Monday, July 18, 2016

Bangladesh stops open defecation in just over a decade

In Bangladesh, village water, sanitation and hygiene committees have an active core of women to contribute to community decisions
Answering nature’s call was once a nightmare for Rashida Begum, who had to creep around the jungle for a suitably private spot. Her home had no toilet, like thousands of others in her crowded cluster of farming villages outside the capital. In just over a decade, that’s all changed, in her neighborhood and many others.

Through a dogged campaign to build toilets and educate Bangladeshis about the dangers of open defecation, the densely populated South Asian nation has managed to reduce the number of people who defecate in the open to just 1 per cent of the 166 million population, according to the government — down from 42 percent in 2003.

“Once it was our habit to go to the fields or jungles. Now, it is shameful to us,” Begum said in Bormi, a cluster of poor farming villages just outside Dhaka, the capital. “Even our children do not defecate openly anymore. We do not need to ask them; they do it on their own.”

Bangladesh’s success in sanitation — something so far unattained by its wealthier neighbor to the west, India — came from a campaign supported by 25 per cent of the country’s overall development budget.

“The government has made a huge commitment,” said Akramul Islam, director of water, sanitation and hygiene for BRAC, an international development association. “The government decided that funds should go to the extreme poor who do not have latrines. So that basically gives a big push from the public sector for spending on sanitation.”

With attractive frameworks for Public Private Partnerships, the private sector can play a major role in improving the sanitation situation in many countries
The government’s engineers partnered with village councils and charities to spread the message on how toilets are key to better health. Rising incomes — moving from an average of $1,154 in 2012-13 to $1,314 in the past fiscal year, according to the World Bank — also helped to drive demand, Islam said.

Activists say small-scale surveys show the campaign has improved public health, though there are not yet any government statistics to prove it more broadly.

“We see clearly that there is a decline in waterborne diseases and diarrheal diseases, so there is a clear link there,” Islam said, while acknowledging that the improvement was something “we have to study.”

Begum said her children have had no stomach illnesses since she installed an in-house toilet.

Open defecation is considered a major public health menace, causing childhood diarrhea, parasitic worm infections and other scourges that contribute to childhood stunting, malnutrition and tens of billions of dollars in lost productivity every year. Diarrheal diseases kill 700,000 children every year in India alone — most of which could have been prevented with better sanitation.

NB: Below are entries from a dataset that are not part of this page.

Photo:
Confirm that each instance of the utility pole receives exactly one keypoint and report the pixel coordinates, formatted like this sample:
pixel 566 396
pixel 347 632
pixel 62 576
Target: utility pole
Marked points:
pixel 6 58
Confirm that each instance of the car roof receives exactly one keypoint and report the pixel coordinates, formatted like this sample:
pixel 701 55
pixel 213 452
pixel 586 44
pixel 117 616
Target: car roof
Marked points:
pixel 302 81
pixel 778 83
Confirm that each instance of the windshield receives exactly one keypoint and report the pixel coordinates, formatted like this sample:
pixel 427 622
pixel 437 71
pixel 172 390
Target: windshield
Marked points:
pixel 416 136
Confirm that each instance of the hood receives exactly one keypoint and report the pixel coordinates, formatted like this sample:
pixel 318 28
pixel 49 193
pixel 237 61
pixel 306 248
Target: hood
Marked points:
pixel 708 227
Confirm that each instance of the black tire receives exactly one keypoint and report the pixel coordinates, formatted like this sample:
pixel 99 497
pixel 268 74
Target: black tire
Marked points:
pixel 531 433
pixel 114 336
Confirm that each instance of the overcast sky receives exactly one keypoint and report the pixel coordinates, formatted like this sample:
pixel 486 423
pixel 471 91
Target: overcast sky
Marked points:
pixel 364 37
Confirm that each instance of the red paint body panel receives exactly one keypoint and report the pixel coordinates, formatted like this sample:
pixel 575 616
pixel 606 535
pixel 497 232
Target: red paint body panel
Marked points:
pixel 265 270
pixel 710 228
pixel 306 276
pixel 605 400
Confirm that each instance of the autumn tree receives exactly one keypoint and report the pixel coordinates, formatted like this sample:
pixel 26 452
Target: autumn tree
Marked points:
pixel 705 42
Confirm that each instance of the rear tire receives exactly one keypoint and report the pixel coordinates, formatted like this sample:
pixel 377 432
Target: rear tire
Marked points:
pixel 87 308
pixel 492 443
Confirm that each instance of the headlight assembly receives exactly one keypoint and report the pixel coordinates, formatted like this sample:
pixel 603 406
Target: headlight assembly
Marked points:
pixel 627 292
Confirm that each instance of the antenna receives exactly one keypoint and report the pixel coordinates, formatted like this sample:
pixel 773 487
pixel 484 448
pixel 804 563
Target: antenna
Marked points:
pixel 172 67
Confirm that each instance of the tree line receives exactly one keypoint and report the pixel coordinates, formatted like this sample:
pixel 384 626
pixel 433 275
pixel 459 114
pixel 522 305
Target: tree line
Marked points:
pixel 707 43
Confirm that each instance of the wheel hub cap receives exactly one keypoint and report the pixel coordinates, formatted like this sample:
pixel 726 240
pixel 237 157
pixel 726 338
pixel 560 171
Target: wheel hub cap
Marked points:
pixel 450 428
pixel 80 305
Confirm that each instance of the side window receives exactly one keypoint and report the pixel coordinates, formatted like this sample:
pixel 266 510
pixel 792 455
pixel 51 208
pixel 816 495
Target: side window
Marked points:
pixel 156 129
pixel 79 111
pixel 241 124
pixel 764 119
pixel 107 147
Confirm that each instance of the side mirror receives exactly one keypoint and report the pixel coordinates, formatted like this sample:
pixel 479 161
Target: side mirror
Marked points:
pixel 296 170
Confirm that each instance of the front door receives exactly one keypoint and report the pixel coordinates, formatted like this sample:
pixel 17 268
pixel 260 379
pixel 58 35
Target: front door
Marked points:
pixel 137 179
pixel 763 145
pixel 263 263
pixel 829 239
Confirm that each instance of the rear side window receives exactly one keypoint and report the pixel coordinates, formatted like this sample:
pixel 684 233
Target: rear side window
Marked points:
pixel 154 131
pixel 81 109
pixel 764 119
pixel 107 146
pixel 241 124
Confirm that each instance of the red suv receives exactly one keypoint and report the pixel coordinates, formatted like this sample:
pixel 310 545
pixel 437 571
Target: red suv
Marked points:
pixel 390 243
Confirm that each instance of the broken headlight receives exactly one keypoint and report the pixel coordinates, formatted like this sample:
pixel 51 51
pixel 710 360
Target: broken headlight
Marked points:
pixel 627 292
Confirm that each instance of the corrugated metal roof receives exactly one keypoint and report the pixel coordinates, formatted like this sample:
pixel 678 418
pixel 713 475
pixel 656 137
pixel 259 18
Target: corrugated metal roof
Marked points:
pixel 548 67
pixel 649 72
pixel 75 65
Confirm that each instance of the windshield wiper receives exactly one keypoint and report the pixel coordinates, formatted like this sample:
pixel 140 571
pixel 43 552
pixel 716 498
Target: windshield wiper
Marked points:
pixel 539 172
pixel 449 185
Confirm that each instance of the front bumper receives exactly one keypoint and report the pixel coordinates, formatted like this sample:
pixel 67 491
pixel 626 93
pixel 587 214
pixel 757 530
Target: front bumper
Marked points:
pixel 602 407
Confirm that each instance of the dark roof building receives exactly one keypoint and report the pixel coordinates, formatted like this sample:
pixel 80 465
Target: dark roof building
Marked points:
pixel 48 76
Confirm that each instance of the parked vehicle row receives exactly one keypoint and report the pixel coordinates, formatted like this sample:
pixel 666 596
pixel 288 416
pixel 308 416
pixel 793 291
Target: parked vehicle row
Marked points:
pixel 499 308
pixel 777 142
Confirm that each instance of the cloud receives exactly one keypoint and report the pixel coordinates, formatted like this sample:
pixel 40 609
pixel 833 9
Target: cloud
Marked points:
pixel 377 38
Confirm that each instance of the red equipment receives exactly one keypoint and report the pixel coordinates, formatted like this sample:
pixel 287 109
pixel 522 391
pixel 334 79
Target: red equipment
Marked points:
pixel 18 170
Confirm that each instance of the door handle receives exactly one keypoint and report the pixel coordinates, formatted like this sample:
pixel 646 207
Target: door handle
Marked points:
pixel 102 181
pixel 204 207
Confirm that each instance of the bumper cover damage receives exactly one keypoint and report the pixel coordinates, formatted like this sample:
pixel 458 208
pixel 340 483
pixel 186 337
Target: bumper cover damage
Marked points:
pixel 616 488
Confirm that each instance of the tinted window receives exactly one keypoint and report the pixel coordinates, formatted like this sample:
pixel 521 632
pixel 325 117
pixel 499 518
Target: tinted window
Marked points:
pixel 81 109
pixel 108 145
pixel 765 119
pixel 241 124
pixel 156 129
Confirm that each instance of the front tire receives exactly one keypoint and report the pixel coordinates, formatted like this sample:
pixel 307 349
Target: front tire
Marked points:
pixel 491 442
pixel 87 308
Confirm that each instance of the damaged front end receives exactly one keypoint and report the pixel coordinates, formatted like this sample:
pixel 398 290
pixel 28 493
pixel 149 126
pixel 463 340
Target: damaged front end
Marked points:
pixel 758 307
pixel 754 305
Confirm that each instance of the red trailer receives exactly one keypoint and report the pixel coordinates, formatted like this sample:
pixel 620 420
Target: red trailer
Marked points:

India has spent about $3 billion since 1986 on campaigning and sanitation programs but has not come close to Bangladesh’s success. Two-thirds of India’s 1.25 billion people still use the great outdoors as their public latrine. About half of Nepal’s 30 million people and about 20 percent of Pakistan’s 182 million also do not have facilities at home.

Bangladesh’s sanitation victory didn’t come easy. Millions of dollars from the government and charities were spent, and campaign volunteers said they worked hard to change public attitudes and habits.

“We had to do fierce campaigning,” said Mohammed Badal Sarker, chairman of a local village council. “We provided schoolchildren with whistles to alert the villagers. It worked like magic.”

Children were encouraged to shout slogans like “Defecating in the open is the enemy of the people” and “No one will marry your daughter if you do not have a toilet at home.”

There is still cause for concern. Bangladesh’s overpopulated urban areas are proving to be more of a challenge, mostly because the opportunity for contaminating the water supply is much greater.

“People might be using a toilet or a latrine, but then where does the human waste go from there?” said John Sauer, senior technical adviser of the Washington-based Water, Sanitation and Hygiene Population Services International.

Waste water could be dumped on a field where children play or where food is grown, he said: “We must address where the human waste goes and how it is treated, disposed or reused.”